Political language – and with variations this is true of all political parties from conservatives to anarchists – is designed to make lies sound truthful and murder respectable, and to give an appearance of solidity to pure wind. (George Orwell)

I read Vinoth Ramachandra’s wonderful and provocative book ‘Subverting Global Myths’ a few years ago. Some of what he has written on terrorism I have found profoundly challenging.  It’s certainly relevant at the moment although this may not be the best time to post this!

For most of the nineteenth century, however the word terrorist came to refer to all revolutionaries who threatened the monarchies of Europe…

..it was after World War 2, when the British and French empires found themselves vulnerable to nationalist agitation in their colonies that terrorism came to be used exclusively of acts of political violence committed by nonstate actors. The newly independent states of Asia and Africa took over this definition of terrorism and applied it in subsequent years to all those militant guerrilla organisations that challenged state authority. The use of force for political ends, whether in the context of declared war or otherwise, is inextricably bound up with terror… [he goes on to cite examples in Algeria and his homeland of Sri Lanka]

Unless we proscribe to the naive belief that governments do not engage in acts of terror against their own citizens, let alone the civilian populations of other nations, the one-sided use of terrorism by the world’s media is baffling. Violent actions by the Israeli army or Israeli settlers against Palestinian civilians are never described as ‘terrorist’ but the term is routinely used in large sections of the Western media for violent acts undertaken against Israelis. Surely journalistic integrity requires that the term terrorism should either be dropped for its vagueness or used even-handedly to embrace all organised acts of terror, including those by governments. The terms militant, guerrilla or insurgent do not carry the same connotations of evil that terrorist does; and hence the hijacking of that term by governments who want to scapegoat those who challenge their legitimacy. ‘Terrorism’ is always what our enemies do….

Many of us who live in societies that have been traumatised by decades of terrorist and counter-terrorist violence slowly become desensitised to it. We are tempted  to justify brutal retaliation by the police and military whenever their our own security is shattered by a bomb attack. We have seen how ‘terrorist’ suspects in most countries are treated neither as prisoners of war nor as criminals. In either case they would come under protective judicial procedures. The category to which they are reduced is that of the subhuman, and so they can be tortured and executed without qualm. This is an affront to the inherent human dignity tat they share with us.

The language that we use is powerful in making those who are different from us into the ‘other’. I know this only too well from my upbringing in Northern Ireland.
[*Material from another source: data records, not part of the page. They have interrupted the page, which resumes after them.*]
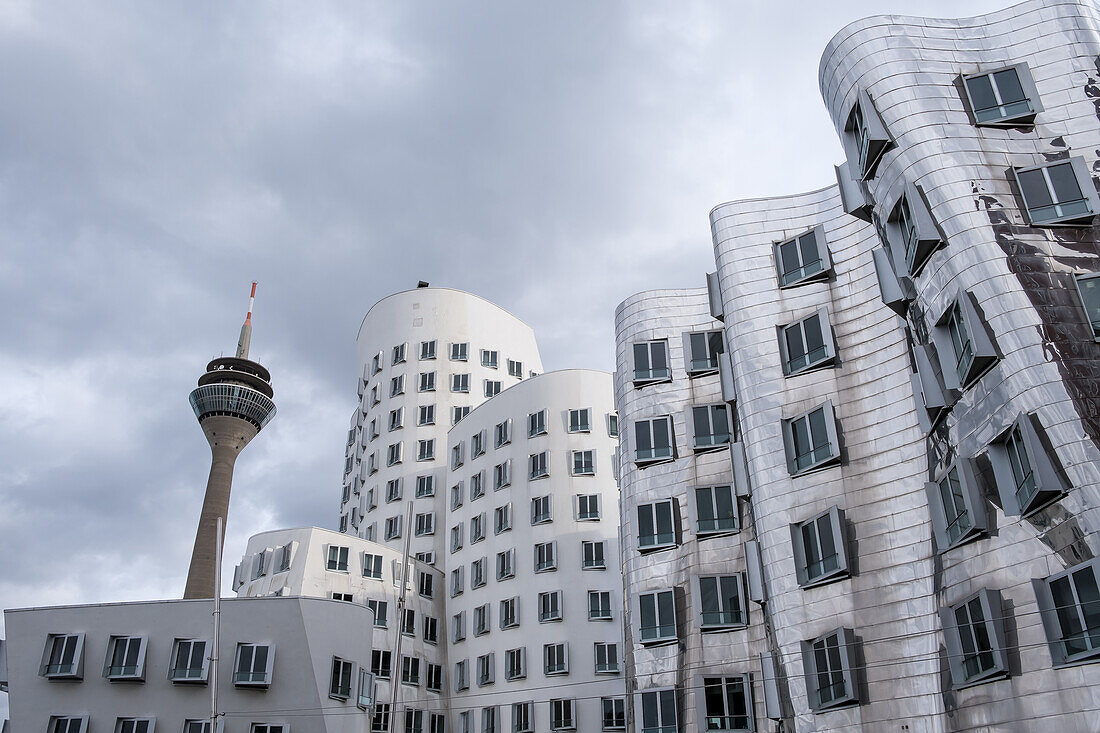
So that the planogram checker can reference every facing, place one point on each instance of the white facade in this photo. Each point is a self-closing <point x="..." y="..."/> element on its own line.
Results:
<point x="166" y="681"/>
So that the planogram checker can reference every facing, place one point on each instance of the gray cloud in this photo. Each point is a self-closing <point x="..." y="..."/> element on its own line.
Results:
<point x="553" y="157"/>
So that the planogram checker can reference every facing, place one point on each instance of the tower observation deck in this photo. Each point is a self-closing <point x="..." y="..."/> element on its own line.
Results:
<point x="232" y="403"/>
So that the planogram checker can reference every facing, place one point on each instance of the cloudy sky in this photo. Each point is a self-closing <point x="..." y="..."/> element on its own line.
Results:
<point x="155" y="157"/>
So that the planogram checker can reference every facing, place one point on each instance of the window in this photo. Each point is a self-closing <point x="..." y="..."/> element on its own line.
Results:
<point x="600" y="605"/>
<point x="658" y="616"/>
<point x="538" y="466"/>
<point x="502" y="474"/>
<point x="509" y="612"/>
<point x="394" y="527"/>
<point x="554" y="659"/>
<point x="338" y="559"/>
<point x="592" y="556"/>
<point x="253" y="666"/>
<point x="711" y="426"/>
<point x="584" y="462"/>
<point x="726" y="702"/>
<point x="806" y="343"/>
<point x="515" y="664"/>
<point x="380" y="609"/>
<point x="975" y="634"/>
<point x="425" y="485"/>
<point x="800" y="260"/>
<point x="426" y="449"/>
<point x="502" y="518"/>
<point x="613" y="713"/>
<point x="957" y="507"/>
<point x="658" y="525"/>
<point x="829" y="670"/>
<point x="381" y="663"/>
<point x="541" y="510"/>
<point x="1026" y="472"/>
<point x="1005" y="97"/>
<point x="549" y="606"/>
<point x="435" y="678"/>
<point x="1058" y="193"/>
<point x="537" y="424"/>
<point x="722" y="603"/>
<point x="820" y="548"/>
<point x="1069" y="605"/>
<point x="606" y="658"/>
<point x="506" y="565"/>
<point x="481" y="620"/>
<point x="125" y="657"/>
<point x="653" y="439"/>
<point x="865" y="138"/>
<point x="562" y="715"/>
<point x="502" y="433"/>
<point x="811" y="440"/>
<point x="546" y="556"/>
<point x="963" y="343"/>
<point x="486" y="669"/>
<point x="716" y="510"/>
<point x="189" y="662"/>
<point x="340" y="680"/>
<point x="580" y="420"/>
<point x="651" y="362"/>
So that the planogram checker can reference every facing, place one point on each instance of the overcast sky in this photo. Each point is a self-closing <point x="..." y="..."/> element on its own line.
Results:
<point x="156" y="156"/>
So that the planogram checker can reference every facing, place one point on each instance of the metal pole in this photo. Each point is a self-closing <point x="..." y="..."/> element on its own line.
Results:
<point x="217" y="627"/>
<point x="395" y="680"/>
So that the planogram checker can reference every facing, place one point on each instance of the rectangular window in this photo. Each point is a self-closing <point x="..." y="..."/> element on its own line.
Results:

Even a comment today made in a Facebook debate on Gaza (referring to Hamas) reinforces this:

they don’t value human life we do

They.

Subtext – ‘we’ are better than ‘them’ or in personal cases ‘I’ am better than ‘you’.

In conflict it is only too easy to demonise the other ‘other side’ and forget they too are people of dignity created in the image of God. Vinoth’s words remind me of the importance of trying to pause and be careful about my language, whether it be conflict on an interpersonal level or an international one.